We get asked this so often, we copied this page from our FAQs!
'Felling cut' is just a nick name we came up with on the farm to help us teach the regular stream of farm volunteers. We borrowed the term from Tree workers. You cannot cut down big trees with a machete but some of the principles are the same.
We feel it’s a safer cut in most situations around our farm as well as being quite energy efficient. It combines a gentle chipping action with a blade that stops buried in the cut on each stroke.
It still can be a brisk process even though we are slowing everything down for safety!
We are not going to mention much more about safety in this answer. It is just a quick run through of how and why we use this one particular style of cut. Their are many more to choose from and all will suit different situations!
First off, we clear the area. You can use the machete for this but we just used a long thin branch cut from one of the Castor oil plants to whip the area down. That is chest high Stinging Nettle all around the base and I was not in a hurry to get my hand too close!
Move back and look to see what’s up there! Nice and clear on the ground as well?
The next step is to clear the crown systematically so when we are finished cutting, we can neatly pile everything to one side. The crown is only one years worth of growth and it’s everything above the thicker, straight trunk .
We do a felling cut in two passes on these. First we come up from underneath or the ‘loaded’ side and aim to cut about half way. We cut on the side of the branch that is leaning first because if we cut here last, the branch will pinch the blade potentially leaving you with a wrestle to get it out. It’s not safe either!
Notice the cut is not perpendicular to the branch! Cutting at an angle always sinks the blade in much deeper in harder materials compared to a perpendicular cut. This conserves energy.
The second cut is on the ‘high side’. This time, we aim to cut almost to the depth of the first cut leaving a strip of material in the middle. This is called a hinge (just like on a door). This hinge somewhat directs where the branch will go and slows down the falling over process. This buys us time, sometimes that's an advantage!
So why did we choose this method in this situation? It’s safer for us, more controlled and conserves energy. I do not have to stop the blades momentum, it stopped itself in the cut. I did not have to cut all the way through because it snapped at the hinge as it fell. The stroke finished in a safe, predictable position. The branch fell in a predetermined area allowing me to plan ahead for an easy clean up.

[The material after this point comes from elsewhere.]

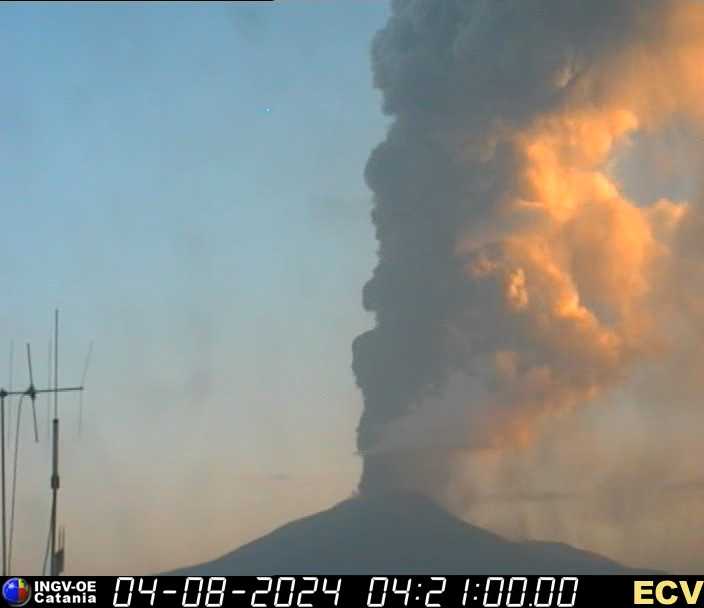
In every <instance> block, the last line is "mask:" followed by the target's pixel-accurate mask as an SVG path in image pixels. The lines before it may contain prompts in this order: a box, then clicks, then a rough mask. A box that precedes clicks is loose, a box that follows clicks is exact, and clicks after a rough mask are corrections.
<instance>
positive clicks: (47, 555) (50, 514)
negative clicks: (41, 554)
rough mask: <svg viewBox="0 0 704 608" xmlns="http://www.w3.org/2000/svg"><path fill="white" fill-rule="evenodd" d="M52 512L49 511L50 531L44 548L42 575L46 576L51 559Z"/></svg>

It all sounds like too much? Well, this process of removing the crown takes a very short space of time. When you are doing several hundred in a day, you will quickly find the most economical way of doing it. For most of the visitors, this process becomes second nature fairly fast!
Now onto something thicker! The trunks are three years old. This one is about 75mm in diameter. This cut was done in three passes.
First we make two cuts, one down and one up on an angle about half way into the trunk. As this chips out it creates a big wedge of an opening.
The final pass is on the other side, cutting down to leave a hinge and stopping the swing in the cut.
We then remove the machete and stow it safely in a sheath or put is somewhere our of harms way. With both hands free, we push the trunk over and then collect and stack the branches. Rinse and repeat!
This picture was taken just on the edge of our testing ground! Not a bad little spot to spend a quiet days work!